Lending to small business crucial to economic growth: Ombudsman

lending, small-business, borrowers

The Australian Small Business and Family Enterprise Ombudsman, Kate Carnell agrees with RBA Governor Philip Lowe’s view that small business needs support from our financial institutions.

“In cutting the official cash rate to an all-time low of 0.75 per cent, RBA Governor Philip Lowe made several pertinent observations about the credit squeeze affecting the Australian small-business sector and how that’s effecting the economy more broadly,” Carnell stated. “Most would agree with Dr Lowe’s comment that we will all be better off if businesses have the confidence to expand, invest, innovate and hire people.”

Lowe has earlier stated that lending standards have strengthened, but the ‘pendulum may have swung a bit too far’ in some areas.

“Vitally, Dr Lowe made it clear that our financial institutions should support small businesses, stating ‘lenders should not be so scared of making a loan that goes bad that they don’t provide the credit the economy needs’. The RBA Governor’s advice should be heeded,” Carnell pointed

The ASBFEO noted that the overwhelming feedback from the small business community is that a lack of access to funding is their biggest barrier to growth, especially in terms of lending.

The most recent SME Growth Index revealed one in five SMEs are experiencing cashflow problems due to business loans being rejected.
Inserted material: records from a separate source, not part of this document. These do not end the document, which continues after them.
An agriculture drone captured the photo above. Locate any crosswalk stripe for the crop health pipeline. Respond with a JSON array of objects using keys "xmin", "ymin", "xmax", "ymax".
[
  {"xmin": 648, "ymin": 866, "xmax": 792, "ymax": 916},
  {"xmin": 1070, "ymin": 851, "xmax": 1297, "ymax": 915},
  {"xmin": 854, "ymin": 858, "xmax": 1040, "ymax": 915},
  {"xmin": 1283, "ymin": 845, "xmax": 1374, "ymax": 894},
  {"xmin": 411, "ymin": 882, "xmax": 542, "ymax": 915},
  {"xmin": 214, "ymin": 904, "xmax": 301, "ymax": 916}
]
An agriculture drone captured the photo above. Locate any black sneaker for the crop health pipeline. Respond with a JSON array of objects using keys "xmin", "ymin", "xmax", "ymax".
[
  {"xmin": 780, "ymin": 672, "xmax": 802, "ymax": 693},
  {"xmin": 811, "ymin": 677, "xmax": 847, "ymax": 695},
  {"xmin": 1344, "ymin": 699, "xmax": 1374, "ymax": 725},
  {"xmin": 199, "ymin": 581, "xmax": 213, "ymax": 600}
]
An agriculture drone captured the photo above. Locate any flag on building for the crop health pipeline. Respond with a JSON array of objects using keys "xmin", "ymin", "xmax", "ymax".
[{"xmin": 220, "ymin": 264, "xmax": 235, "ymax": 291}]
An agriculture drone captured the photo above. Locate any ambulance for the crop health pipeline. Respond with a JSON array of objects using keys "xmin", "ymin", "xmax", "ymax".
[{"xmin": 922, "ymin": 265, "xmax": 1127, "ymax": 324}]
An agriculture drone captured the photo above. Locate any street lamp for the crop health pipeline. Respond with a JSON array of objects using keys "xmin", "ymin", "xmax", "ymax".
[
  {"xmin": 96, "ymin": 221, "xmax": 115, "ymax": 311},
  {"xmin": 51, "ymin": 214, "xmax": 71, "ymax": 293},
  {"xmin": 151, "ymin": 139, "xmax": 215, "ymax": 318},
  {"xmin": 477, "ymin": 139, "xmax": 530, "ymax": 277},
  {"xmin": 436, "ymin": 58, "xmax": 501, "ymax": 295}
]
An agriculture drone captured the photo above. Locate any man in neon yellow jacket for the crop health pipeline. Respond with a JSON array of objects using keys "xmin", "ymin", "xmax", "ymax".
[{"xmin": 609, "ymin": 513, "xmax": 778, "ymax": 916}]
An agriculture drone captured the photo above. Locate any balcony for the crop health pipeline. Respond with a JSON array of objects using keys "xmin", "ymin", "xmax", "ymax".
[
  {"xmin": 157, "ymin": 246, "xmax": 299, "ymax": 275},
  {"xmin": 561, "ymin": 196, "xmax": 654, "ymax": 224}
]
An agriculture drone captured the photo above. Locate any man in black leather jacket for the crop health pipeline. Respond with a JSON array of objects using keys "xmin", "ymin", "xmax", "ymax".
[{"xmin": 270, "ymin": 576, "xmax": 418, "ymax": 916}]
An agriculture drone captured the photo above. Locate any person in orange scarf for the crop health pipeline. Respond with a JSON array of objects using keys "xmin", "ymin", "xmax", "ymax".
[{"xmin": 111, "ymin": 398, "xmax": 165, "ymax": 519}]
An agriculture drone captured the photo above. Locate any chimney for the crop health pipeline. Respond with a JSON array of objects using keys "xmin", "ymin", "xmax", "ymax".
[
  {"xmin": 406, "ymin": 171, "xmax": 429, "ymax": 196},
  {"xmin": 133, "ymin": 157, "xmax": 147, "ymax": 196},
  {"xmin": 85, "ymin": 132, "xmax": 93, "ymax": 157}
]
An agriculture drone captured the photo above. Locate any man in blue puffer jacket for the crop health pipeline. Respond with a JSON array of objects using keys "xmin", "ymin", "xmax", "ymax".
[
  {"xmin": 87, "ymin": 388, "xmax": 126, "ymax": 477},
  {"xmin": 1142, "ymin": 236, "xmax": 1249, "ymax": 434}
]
The Australian Banking Association also acknowledged that small business loan applications have fallen by 33 per cent since 2014.

“It’s time we all sit up and listen to the RBA Governor. If our financial institutions change the way they do business with SMEs, it might just give small businesses the confidence they need to grow, which would be if significant benefit the Australian economy,” Carnell said.